Shot and a Beer Bread
I found one lonely six-pack of Oktoberfest at a local market and gave it a home and a higher purpose. To make it extra festive I threw in a shot of Jaegermeister, too. I've made bread with beer and I've made bread with liquor, but this is the first time I've used both. It began as something of a novelty idea, but it actually works. The aroma during baking was incredible. That alone was almost worth it. And it's loaded with flavor! A little sweetness from the malty beer and sugary liquor, and a little anise/spice from the liquor, on top of the whole wheat / rye / sourdough combo - there's a lot going on. Not a subtle loaf.
Snapshot: About a 70/30 mix of whole wheat/whole rye. Sourdough. Beer and liquor for all the liquid.
The Formula (This is for 2 loaves):
Day One
Soaker: 454g WW bread flour, 1 tsp sea salt, 2 shots of Jaegermeister and enough beer to total 340g liquid. Mix 2-3 min., place in covered container at room temp. 12 hrs.
Starter: 140g WW starter @ 75% hydration, 300g whole rye flour, 120g WW bread flour, 325g beer. Combine and knead 3-4 min. Place in covered container at room temp. 12 hrs.
Day Two
115g WW bread flour, 1 ¼ tsp sea salt, all of the soaker and starter. Combine and knead gently with wet hands 7-8 min. Ferment at room temp about 3 hrs. Shape. Proof at room temp about 2 hrs. Preheat stone to 500F.
Top with caraway seeds if desired. Bake @ 475F for 10 min. with steam (I covered them with a stainless steel pan). Bake @ 415F for about another 40 min. They had an internal temp of 190F. Turn oven off, open the door and leave loaves in for another 15 min.
The result:
Critique: Beautiful, thick, crunchy crust, if you're into that sort of thing (and I am). The crumb, however, is denser than I was hoping for. This is going to be sturdy bread under any circumstances, but I think it could have been more open than this.

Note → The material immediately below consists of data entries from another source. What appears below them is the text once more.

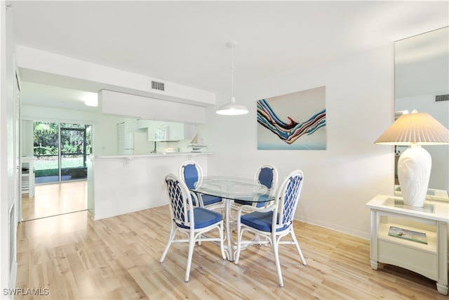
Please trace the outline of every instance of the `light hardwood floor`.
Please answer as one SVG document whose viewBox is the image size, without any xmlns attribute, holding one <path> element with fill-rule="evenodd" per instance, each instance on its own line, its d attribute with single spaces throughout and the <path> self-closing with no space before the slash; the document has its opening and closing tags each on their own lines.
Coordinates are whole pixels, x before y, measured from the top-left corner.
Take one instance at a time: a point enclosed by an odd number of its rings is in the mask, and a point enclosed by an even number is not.
<svg viewBox="0 0 449 300">
<path fill-rule="evenodd" d="M 293 246 L 280 246 L 283 287 L 271 247 L 253 246 L 235 265 L 208 242 L 196 246 L 185 282 L 187 244 L 172 245 L 159 263 L 168 218 L 163 206 L 96 221 L 81 211 L 20 223 L 16 287 L 46 287 L 50 294 L 15 299 L 448 299 L 414 273 L 372 270 L 369 241 L 299 221 L 307 265 Z"/>
<path fill-rule="evenodd" d="M 87 209 L 86 181 L 38 185 L 34 195 L 22 195 L 24 221 Z"/>
</svg>

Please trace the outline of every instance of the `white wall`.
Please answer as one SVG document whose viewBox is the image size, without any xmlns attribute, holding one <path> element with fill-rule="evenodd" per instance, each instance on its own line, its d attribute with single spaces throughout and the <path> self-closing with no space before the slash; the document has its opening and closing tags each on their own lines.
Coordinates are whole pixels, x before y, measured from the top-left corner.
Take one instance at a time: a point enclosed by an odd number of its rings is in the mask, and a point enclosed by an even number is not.
<svg viewBox="0 0 449 300">
<path fill-rule="evenodd" d="M 377 194 L 393 195 L 394 161 L 391 146 L 374 141 L 394 122 L 394 46 L 390 44 L 334 63 L 239 86 L 236 101 L 250 113 L 219 116 L 207 112 L 215 155 L 209 175 L 252 176 L 272 164 L 283 178 L 300 169 L 304 183 L 297 218 L 307 223 L 369 238 L 365 207 Z M 326 150 L 257 150 L 256 101 L 326 86 Z M 219 95 L 217 103 L 229 100 Z"/>
<path fill-rule="evenodd" d="M 4 294 L 4 289 L 15 284 L 17 263 L 10 268 L 10 249 L 15 250 L 17 228 L 17 199 L 18 197 L 18 149 L 16 143 L 15 123 L 15 88 L 14 65 L 14 40 L 11 8 L 6 8 L 5 1 L 0 2 L 0 287 L 1 299 L 13 298 Z M 9 209 L 14 205 L 13 230 L 10 235 Z M 13 241 L 10 242 L 10 236 Z M 11 247 L 13 246 L 13 247 Z"/>
</svg>

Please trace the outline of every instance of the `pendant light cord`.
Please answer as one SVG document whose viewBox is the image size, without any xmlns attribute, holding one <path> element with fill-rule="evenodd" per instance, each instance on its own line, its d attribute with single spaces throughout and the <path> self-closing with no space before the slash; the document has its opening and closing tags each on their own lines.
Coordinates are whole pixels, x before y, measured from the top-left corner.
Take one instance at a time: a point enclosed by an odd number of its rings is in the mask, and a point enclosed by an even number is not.
<svg viewBox="0 0 449 300">
<path fill-rule="evenodd" d="M 231 102 L 235 102 L 234 98 L 234 46 L 231 46 Z"/>
</svg>

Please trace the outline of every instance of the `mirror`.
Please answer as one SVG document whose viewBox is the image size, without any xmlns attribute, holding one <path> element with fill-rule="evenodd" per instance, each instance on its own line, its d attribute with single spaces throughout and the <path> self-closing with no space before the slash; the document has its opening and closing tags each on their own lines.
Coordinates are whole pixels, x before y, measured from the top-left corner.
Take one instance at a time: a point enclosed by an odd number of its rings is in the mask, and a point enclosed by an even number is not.
<svg viewBox="0 0 449 300">
<path fill-rule="evenodd" d="M 449 27 L 394 44 L 394 100 L 396 117 L 416 109 L 449 128 Z M 396 164 L 406 148 L 396 147 Z M 448 190 L 449 145 L 425 148 L 432 159 L 429 188 Z"/>
</svg>

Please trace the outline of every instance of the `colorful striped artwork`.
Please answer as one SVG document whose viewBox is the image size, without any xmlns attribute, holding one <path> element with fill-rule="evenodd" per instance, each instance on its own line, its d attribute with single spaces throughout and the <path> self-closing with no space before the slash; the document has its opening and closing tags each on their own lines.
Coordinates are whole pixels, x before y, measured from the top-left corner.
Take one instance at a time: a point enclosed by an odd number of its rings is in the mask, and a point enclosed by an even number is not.
<svg viewBox="0 0 449 300">
<path fill-rule="evenodd" d="M 326 149 L 324 86 L 257 101 L 257 149 Z"/>
</svg>

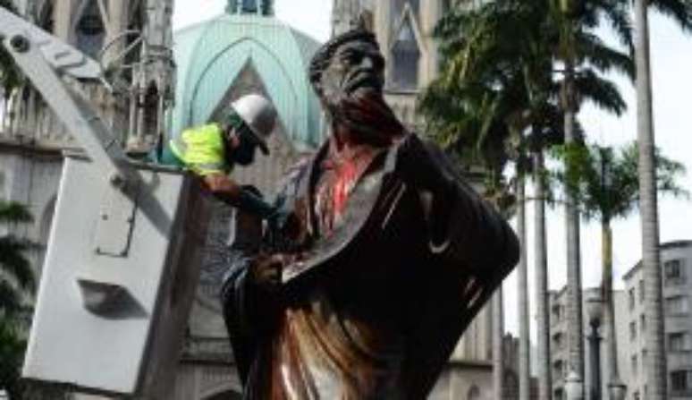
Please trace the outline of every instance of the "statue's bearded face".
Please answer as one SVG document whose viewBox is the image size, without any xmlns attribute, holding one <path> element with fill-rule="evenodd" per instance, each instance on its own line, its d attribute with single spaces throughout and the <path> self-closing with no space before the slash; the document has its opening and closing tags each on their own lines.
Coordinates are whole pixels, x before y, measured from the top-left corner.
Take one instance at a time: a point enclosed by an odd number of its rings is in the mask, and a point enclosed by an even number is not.
<svg viewBox="0 0 692 400">
<path fill-rule="evenodd" d="M 322 74 L 322 96 L 330 106 L 352 98 L 359 90 L 380 96 L 384 83 L 384 58 L 373 44 L 350 41 L 339 47 Z M 372 94 L 372 93 L 371 93 Z"/>
<path fill-rule="evenodd" d="M 335 125 L 355 140 L 389 144 L 403 127 L 384 102 L 384 58 L 376 44 L 353 39 L 340 45 L 316 82 Z"/>
</svg>

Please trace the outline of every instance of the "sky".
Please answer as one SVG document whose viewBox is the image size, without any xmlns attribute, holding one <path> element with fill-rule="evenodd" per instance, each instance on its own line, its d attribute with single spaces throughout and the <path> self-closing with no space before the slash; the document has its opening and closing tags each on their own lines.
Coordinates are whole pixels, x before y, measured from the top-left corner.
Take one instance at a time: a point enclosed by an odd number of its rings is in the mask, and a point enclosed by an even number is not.
<svg viewBox="0 0 692 400">
<path fill-rule="evenodd" d="M 204 21 L 224 11 L 224 0 L 177 0 L 173 14 L 175 29 Z M 277 0 L 276 16 L 289 25 L 319 41 L 330 33 L 331 0 Z M 654 113 L 656 144 L 665 156 L 683 162 L 688 174 L 681 185 L 692 191 L 692 36 L 685 37 L 674 24 L 653 13 L 651 17 L 651 55 L 654 81 Z M 610 33 L 605 32 L 608 37 Z M 607 39 L 607 38 L 606 38 Z M 637 136 L 635 92 L 626 79 L 612 76 L 629 105 L 628 112 L 615 117 L 586 105 L 579 115 L 588 138 L 600 145 L 620 145 Z M 530 191 L 530 188 L 529 188 Z M 530 191 L 528 191 L 530 193 Z M 530 194 L 529 194 L 530 195 Z M 528 277 L 533 294 L 533 207 L 527 208 Z M 659 199 L 662 242 L 692 239 L 692 202 L 666 197 Z M 690 213 L 690 214 L 688 214 Z M 547 218 L 549 284 L 560 289 L 566 283 L 564 213 L 552 210 Z M 638 212 L 629 218 L 615 221 L 613 228 L 613 262 L 616 287 L 623 287 L 621 277 L 641 259 L 641 228 Z M 583 286 L 594 287 L 601 280 L 601 234 L 595 224 L 584 224 L 581 230 Z M 506 328 L 518 331 L 517 279 L 512 274 L 504 283 Z M 531 315 L 535 302 L 530 294 Z M 534 331 L 535 336 L 535 329 Z"/>
</svg>

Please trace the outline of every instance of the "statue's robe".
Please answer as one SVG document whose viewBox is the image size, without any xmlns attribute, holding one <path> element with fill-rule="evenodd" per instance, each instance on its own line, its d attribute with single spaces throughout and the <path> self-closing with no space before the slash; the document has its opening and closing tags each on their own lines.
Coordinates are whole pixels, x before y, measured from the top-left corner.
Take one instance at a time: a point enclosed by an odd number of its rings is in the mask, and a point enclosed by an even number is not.
<svg viewBox="0 0 692 400">
<path fill-rule="evenodd" d="M 515 266 L 514 233 L 444 155 L 400 146 L 372 154 L 328 228 L 318 199 L 333 184 L 328 145 L 290 176 L 283 192 L 301 221 L 300 251 L 275 298 L 254 288 L 248 262 L 232 268 L 222 302 L 245 398 L 423 399 Z M 444 191 L 401 179 L 401 157 L 427 157 L 449 178 L 445 209 L 434 199 Z"/>
</svg>

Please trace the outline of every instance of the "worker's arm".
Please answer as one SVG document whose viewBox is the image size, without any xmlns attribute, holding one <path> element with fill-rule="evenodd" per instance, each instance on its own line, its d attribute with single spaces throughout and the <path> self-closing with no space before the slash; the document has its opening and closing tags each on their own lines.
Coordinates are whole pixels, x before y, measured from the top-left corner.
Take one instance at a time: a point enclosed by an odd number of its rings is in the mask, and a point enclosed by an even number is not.
<svg viewBox="0 0 692 400">
<path fill-rule="evenodd" d="M 274 207 L 261 197 L 243 190 L 225 174 L 209 174 L 204 175 L 202 180 L 209 191 L 226 204 L 242 209 L 265 219 L 277 217 Z"/>
<path fill-rule="evenodd" d="M 223 173 L 209 174 L 202 176 L 202 181 L 215 196 L 232 206 L 238 206 L 241 197 L 241 187 L 227 174 Z"/>
</svg>

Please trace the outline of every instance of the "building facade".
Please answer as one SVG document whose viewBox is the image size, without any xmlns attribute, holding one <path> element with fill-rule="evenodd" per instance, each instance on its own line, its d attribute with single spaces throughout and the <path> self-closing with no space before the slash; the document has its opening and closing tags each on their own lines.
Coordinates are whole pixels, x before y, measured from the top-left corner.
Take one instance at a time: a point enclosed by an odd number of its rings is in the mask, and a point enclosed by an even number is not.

The rise was very sluggish compared to when I make this bread with water. I may have been asking too much of my sourdough to overcome all the booze in the dough. I don't ever feel like working hard after a shot and a beer either! Instant yeast in the final dough would, I think, be a big help, and I'll definitely add some next time.
Marcus
Comments
I agree with adding the yeast for more rise, alcohol does tell the little beasts to take a holiday. My kind of crust too!